The patch in this comment avoids this issue https://github.com/llvm/llvm-project/issues/101368: https://github.com/spack/spack/pull/46504#issuecomment-2372520318
To also bring this bug up again, ChromeOS also was unable to build LLDB because of this breakage. We had to hack in the Spack patch ourselves: https://chromium-review.googlesource.com/c/external/github.com/llvm/llvm-project/+/5902466
This will likely be an issue for other distributions which don't keep the missing tinfo symbols inside the curses shared object.
I've stumbled upon this issue as well for LLVM 19.1.0+19.1.1 which can easily be reproduced with Ncurses 6.5 which got terminfo functions separated from ncurses by default. I've created this simple patch to resolve the issue for me without adding the removed LLVM_ENABLE_TERMINFO back. The key is that split Ncurses will have -ltinfo in the NCURSES_LIBRARIES. It will also not harm alternate curses implementations as it will be empty for those and thus will not affect the resulting LLDB_CURSES_LIBS array. For monolith Ncurses it will just result in double -lncurses, so no problem here either.
--- ./lldb/source/Core/CMakeLists.txt 2024-10-01 15:08:12.000000000 +0300
+++ ./lldb/source/Core/CMakeLists.txt 2024-10-04 01:13:09.558078374 +0300
@@ -10,7 +10,7 @@
set(LLDB_LIBEDIT_LIBS)
if (LLDB_ENABLE_CURSES)
- list(APPEND LLDB_CURSES_LIBS ${PANEL_LIBRARIES} ${CURSES_LIBRARIES})
+ list(APPEND LLDB_CURSES_LIBS ${PANEL_LIBRARIES} ${CURSES_LIBRARIES} ${NCURSES_LIBRARIES})
if (LLVM_BUILD_STATIC)
list(APPEND LLDB_CURSES_LIBS gpm)
endif()
Because of that, I suspect the same identical problem would happen in a different OS, therefore if you have easier access to Ubuntu or whatever, you might try that first.
I have been super busy but do intend to try this at some point, I realise the delay is annoying.
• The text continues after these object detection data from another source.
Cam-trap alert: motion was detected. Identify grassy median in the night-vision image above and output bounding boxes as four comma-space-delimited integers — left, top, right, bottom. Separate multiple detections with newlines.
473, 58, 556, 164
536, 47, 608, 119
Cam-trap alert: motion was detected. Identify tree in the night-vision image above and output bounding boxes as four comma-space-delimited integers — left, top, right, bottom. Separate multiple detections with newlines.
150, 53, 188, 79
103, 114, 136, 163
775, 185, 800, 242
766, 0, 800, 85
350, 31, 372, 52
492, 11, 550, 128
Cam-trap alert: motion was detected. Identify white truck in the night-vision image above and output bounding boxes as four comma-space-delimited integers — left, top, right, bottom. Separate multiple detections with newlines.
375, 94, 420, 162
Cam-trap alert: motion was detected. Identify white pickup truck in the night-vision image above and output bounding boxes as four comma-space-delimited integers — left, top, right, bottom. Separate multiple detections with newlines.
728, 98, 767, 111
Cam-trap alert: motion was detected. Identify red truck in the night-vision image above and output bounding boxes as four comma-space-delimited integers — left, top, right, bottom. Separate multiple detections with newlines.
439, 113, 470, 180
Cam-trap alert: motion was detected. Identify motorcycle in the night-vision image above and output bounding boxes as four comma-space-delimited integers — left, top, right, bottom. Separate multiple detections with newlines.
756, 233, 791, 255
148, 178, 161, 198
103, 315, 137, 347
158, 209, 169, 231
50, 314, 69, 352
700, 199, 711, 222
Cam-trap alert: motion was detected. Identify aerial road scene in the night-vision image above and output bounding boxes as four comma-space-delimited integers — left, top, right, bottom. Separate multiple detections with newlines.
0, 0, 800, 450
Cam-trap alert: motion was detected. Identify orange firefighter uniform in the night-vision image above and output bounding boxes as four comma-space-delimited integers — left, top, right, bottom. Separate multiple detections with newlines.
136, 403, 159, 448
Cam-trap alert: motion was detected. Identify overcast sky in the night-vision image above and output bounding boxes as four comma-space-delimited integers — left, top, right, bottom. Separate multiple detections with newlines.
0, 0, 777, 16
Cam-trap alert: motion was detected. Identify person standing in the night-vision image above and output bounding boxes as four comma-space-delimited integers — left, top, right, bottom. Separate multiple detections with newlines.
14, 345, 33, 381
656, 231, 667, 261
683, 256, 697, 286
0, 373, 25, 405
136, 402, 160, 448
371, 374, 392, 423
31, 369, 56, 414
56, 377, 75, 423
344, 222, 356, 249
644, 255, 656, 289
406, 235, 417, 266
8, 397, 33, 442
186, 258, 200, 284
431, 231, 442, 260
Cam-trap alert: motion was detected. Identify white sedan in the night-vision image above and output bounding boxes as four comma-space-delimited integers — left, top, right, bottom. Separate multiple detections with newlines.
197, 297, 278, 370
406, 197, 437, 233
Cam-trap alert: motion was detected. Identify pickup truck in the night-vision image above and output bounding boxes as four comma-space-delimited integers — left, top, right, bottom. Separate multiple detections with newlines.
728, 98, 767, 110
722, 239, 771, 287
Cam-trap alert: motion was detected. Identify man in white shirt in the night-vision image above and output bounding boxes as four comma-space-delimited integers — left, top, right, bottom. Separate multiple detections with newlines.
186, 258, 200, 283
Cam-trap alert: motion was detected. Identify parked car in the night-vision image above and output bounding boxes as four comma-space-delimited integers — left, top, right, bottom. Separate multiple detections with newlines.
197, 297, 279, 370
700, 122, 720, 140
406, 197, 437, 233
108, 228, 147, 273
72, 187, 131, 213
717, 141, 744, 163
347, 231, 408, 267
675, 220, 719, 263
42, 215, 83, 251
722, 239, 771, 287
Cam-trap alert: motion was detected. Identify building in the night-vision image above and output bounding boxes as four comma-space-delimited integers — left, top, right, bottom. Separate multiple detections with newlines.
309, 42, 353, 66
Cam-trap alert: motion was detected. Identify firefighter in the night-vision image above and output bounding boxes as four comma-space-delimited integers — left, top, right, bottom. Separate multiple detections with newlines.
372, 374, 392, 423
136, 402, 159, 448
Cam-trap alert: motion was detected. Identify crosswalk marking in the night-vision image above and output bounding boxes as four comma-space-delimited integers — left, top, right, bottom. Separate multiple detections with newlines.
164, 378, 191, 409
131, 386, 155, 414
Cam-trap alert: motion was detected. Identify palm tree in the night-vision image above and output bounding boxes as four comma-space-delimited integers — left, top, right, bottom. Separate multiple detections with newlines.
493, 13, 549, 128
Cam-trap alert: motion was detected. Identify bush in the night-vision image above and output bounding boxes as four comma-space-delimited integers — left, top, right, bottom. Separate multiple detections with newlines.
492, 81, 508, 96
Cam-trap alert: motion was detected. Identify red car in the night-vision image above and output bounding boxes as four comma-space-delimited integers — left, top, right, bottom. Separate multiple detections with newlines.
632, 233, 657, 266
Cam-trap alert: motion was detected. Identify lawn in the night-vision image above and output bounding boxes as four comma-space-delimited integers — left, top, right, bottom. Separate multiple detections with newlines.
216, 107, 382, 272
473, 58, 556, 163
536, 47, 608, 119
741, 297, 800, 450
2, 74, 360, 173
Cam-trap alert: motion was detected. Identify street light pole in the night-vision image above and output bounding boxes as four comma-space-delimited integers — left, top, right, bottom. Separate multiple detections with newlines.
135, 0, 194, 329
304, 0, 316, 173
In the meantime if someone wants to propose the above change as a PR, that would also be welcome. In fact if it comes from someone who is directly affected by the problem, it will have more weight behind it.
I was able to reproduce this kind of, but I had to hack my CMake config manually and even then ended up with system ncurses also being referenced. This is no doubt a skill issue on my part but I'm not going to propose a change I can't verify either, especially when it is to a build system.
I've stumbled upon this issue as well for LLVM 19.1.0+19.1.1 which can easily be reproduced with Ncurses 6.5 which got terminfo functions separated from ncurses by default.
@vityank do you know how to properly configure CMake to use an ncurses that is not the system one?
Also please provide the configure command for ncurses. In my attempts I used:
$ ./configure --with-termlib --without-ada --with-shared --with-cxx-shared
Does that look correct?
I did setup Spack and built main
without any issue which either means I did something wrong or the included patch for 19 also applies to 20, but that's not what I understood from the code.
If you don't want to wait for me to figure out the non-spack build, confirm that the above fix (or the one already in spack for 19.x) works with main
and send a PR for it (https://llvm.org/docs/Contributing.html). I am much more able to check that the existing builds work, rather than reproducing this new (to us at least) build configuration.
This started in RC1 and I was hoping to get it fixed before it was released.
The failure is about linking Curses-related objects, spitting out many errors like
and many, many more
I wonder if #25067 has been inadvertently re-introduced?